Bacterial targets leading to increased susceptibility to envelope‐targeting immune components

In this section we discuss the main recently discovered bacterial targets that can lead to sensitization against mammalian envelope‐targeting immunity, potentially useful for the development of future anti‐virulence therapies (Bergman et al., 2020; Duperthuy, 2020; Rezzoagli et al., 2020). Advances have been made in the identification of bacterial targets leading to a blockade of the capacity for resistance development to these experimental treatments, for example for the chimeric compounds 3 and 4 mentioned above (Luther et al., 2019; Vitale et al., 2020). A set of 13 genes, many of which are involved in LPS modification, have been identified as drivers of PA resistance to these chimeric compounds, and therefore, disabling these genes would allow us to enhance the chances of therapeutic success (Shang et al., 2020; Vitale et al., 2020).
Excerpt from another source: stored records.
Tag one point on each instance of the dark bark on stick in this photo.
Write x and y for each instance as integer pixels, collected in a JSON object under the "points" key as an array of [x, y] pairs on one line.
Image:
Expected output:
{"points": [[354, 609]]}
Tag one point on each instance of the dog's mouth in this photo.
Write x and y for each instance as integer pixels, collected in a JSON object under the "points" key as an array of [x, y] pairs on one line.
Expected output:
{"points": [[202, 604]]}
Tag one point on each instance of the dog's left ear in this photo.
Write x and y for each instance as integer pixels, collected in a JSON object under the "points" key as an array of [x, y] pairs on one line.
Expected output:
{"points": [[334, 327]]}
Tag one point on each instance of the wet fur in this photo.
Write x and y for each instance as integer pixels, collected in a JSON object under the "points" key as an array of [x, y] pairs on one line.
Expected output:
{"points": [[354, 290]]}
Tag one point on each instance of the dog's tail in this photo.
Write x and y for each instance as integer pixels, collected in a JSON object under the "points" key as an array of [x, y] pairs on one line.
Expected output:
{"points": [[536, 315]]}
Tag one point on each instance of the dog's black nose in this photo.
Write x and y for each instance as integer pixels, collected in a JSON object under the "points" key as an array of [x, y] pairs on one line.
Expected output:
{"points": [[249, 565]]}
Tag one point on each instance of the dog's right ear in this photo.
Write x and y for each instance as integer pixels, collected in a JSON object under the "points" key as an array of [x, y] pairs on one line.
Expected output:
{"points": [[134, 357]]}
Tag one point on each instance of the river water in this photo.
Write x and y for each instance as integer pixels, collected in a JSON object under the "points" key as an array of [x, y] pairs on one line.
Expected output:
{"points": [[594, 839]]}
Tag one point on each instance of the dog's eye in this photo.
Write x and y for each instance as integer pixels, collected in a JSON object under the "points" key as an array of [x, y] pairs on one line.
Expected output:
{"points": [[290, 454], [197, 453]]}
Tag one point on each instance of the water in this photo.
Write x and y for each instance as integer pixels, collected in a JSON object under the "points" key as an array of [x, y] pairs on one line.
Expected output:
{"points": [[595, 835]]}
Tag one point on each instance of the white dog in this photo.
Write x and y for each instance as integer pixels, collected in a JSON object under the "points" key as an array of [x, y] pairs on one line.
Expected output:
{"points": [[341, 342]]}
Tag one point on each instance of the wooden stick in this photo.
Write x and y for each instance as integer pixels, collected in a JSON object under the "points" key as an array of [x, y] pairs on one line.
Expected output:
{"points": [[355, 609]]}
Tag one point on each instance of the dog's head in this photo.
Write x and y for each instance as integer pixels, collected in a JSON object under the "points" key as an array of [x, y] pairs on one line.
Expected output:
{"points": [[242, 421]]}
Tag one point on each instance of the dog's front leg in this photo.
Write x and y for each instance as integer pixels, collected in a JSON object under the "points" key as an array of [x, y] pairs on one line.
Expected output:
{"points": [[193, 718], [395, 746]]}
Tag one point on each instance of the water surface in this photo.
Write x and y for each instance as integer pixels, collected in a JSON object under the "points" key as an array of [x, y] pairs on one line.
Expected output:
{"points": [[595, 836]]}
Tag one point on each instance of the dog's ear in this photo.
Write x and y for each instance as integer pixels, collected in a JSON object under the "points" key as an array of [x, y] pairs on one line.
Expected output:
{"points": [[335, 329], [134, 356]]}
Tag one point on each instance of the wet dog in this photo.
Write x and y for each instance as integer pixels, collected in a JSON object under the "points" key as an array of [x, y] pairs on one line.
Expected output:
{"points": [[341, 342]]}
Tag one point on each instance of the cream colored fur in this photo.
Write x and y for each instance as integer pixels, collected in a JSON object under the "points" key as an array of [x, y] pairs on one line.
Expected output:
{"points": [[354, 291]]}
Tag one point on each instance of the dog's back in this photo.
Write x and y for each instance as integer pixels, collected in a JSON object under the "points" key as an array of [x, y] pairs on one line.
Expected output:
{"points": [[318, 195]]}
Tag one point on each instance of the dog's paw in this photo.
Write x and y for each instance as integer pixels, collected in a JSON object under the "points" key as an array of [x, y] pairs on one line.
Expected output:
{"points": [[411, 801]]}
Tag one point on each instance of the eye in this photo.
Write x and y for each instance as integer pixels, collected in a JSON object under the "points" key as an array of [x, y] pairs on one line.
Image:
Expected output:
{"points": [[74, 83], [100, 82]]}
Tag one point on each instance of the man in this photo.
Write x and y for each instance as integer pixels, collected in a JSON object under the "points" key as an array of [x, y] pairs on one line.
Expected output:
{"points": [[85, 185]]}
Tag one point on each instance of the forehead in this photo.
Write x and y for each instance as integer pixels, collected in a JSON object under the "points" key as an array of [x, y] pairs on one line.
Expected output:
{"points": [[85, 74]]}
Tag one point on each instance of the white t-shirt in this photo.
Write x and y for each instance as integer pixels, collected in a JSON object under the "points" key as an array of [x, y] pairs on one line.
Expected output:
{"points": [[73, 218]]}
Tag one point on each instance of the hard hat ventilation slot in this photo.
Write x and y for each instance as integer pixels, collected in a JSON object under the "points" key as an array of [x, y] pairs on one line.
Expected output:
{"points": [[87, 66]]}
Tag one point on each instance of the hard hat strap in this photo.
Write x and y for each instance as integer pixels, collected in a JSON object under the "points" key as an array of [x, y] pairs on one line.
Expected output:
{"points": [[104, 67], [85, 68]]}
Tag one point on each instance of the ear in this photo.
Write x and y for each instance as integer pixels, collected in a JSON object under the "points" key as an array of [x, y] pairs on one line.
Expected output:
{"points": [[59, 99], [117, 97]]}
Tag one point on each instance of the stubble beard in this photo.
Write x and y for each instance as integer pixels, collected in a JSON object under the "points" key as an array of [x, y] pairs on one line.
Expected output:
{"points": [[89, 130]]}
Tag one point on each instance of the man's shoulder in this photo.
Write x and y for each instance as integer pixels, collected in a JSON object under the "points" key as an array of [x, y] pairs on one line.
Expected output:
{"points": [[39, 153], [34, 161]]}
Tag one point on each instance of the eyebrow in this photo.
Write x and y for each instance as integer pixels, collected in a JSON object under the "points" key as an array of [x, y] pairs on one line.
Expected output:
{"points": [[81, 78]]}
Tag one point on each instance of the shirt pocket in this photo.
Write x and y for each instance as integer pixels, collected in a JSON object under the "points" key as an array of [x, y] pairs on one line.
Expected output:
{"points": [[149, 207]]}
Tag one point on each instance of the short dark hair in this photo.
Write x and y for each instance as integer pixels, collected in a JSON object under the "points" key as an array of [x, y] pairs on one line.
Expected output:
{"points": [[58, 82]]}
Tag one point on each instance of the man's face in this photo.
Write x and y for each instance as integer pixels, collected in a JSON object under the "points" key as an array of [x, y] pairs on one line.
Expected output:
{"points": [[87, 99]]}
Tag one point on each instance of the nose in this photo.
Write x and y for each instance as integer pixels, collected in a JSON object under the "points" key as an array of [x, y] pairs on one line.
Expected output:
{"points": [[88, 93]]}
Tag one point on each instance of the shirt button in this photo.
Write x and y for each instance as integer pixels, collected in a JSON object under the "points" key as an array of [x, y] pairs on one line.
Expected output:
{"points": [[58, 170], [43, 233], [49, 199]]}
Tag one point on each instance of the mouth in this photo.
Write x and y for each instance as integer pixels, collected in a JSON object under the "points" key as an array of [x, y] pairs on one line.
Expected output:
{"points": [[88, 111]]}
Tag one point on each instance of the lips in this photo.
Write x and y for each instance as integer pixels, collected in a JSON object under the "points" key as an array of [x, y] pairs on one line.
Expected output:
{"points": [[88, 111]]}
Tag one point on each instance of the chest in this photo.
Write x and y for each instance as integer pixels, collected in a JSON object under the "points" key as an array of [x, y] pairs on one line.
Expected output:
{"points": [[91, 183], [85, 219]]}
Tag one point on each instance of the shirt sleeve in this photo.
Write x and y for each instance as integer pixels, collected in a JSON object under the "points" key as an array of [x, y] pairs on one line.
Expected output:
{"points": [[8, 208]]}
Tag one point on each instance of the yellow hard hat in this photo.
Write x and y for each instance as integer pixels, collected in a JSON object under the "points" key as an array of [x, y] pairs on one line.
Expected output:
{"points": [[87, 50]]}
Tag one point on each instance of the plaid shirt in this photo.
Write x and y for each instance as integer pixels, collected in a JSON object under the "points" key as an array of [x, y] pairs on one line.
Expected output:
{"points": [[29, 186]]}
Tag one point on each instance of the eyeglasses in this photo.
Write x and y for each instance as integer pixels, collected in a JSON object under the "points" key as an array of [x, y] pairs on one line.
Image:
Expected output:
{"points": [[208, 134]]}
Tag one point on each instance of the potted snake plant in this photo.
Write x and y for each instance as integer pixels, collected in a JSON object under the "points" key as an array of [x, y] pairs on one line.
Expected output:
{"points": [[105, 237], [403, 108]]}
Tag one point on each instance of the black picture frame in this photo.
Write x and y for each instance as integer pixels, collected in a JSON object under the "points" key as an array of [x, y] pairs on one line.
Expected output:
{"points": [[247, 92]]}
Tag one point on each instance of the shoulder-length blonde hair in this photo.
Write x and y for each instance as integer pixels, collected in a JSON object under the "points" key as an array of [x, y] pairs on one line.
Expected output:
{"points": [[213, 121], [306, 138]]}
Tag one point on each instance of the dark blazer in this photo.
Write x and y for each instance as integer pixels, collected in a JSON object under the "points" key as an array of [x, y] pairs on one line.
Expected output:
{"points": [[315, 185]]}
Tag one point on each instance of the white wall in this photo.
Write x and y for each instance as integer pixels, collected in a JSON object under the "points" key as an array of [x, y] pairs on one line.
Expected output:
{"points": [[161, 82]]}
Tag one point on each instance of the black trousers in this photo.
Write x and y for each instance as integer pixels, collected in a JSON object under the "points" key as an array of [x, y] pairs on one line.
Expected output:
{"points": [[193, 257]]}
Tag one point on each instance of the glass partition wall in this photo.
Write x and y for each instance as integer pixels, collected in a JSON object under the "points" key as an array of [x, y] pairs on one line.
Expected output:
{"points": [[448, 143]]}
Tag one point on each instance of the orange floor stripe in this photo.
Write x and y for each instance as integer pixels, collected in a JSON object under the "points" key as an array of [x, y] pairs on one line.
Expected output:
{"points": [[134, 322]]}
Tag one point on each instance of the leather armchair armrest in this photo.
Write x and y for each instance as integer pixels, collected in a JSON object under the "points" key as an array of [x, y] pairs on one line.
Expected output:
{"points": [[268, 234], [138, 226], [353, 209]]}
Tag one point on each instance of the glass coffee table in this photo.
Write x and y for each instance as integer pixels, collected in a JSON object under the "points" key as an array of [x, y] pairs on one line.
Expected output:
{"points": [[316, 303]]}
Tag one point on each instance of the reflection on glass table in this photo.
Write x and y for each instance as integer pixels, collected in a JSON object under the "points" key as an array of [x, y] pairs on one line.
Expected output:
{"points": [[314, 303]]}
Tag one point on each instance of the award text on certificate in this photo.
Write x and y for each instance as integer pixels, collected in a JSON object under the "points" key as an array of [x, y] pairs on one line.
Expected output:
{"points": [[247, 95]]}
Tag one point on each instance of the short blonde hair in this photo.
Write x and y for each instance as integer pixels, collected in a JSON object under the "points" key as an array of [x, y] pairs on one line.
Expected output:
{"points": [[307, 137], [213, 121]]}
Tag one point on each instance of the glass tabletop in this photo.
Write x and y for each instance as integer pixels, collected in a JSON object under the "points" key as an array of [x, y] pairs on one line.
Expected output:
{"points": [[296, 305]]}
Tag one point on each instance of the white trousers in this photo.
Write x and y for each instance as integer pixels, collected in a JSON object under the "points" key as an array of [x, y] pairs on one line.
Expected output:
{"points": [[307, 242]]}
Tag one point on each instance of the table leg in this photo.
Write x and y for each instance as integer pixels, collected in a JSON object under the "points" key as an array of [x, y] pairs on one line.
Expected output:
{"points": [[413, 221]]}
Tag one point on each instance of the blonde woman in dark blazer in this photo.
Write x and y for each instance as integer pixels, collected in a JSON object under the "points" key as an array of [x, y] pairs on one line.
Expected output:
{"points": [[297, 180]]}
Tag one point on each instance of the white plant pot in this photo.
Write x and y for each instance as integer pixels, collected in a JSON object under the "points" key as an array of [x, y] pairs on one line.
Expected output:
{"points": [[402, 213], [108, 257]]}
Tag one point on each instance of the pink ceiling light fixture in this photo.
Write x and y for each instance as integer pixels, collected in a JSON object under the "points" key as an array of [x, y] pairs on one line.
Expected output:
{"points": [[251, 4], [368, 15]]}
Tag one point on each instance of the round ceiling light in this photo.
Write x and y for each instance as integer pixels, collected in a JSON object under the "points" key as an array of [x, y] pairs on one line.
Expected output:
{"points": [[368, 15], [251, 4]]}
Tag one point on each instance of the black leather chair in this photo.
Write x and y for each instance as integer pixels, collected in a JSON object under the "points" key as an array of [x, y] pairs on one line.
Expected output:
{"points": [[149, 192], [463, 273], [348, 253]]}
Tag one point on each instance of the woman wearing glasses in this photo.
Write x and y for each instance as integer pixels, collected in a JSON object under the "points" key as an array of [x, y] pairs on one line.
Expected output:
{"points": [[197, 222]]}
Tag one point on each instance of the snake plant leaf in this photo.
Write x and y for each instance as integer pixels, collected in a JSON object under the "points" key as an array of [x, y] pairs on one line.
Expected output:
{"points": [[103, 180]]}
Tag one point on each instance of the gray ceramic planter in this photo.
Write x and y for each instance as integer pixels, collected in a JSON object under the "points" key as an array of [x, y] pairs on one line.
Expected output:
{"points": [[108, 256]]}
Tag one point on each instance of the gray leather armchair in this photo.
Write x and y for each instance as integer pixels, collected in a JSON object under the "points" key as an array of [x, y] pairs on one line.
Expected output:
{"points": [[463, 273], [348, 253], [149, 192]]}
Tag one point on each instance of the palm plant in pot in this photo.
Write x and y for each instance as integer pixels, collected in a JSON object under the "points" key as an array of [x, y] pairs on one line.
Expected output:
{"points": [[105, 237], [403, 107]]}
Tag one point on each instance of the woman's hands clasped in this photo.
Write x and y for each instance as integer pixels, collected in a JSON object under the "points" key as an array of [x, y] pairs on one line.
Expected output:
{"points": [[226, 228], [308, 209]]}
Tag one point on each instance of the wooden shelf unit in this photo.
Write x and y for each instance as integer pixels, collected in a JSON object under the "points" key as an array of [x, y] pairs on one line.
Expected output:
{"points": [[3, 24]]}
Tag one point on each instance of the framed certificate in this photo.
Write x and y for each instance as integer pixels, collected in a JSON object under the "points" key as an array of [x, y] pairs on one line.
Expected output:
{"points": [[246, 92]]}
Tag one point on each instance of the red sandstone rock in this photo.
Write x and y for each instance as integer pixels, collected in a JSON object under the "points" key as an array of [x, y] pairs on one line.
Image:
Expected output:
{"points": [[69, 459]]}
Although bacterial muramidase inhibitors (Ivy and MliC/PliC families) are essential for lysozyme resistance in certain Gram‐negatives (Callewaert et al., 2012; Zielke et al., 2018; Torrens et al., 2020), knowledge concerning the ESKAPE representatives is scarce. In PA, the protection exerted by these inhibitors seems expendable (Torrens et al., 2017), and although in KP they may be an advantage for infection, their presence is not uniform in clinical strains (Fialkina et al., 2014). Although basic local alignment search tool (BLAST) or other similar tools show that both AB and ES have these inhibitors encoded in their genomes, no studies to date have analysed their therapeutic potential.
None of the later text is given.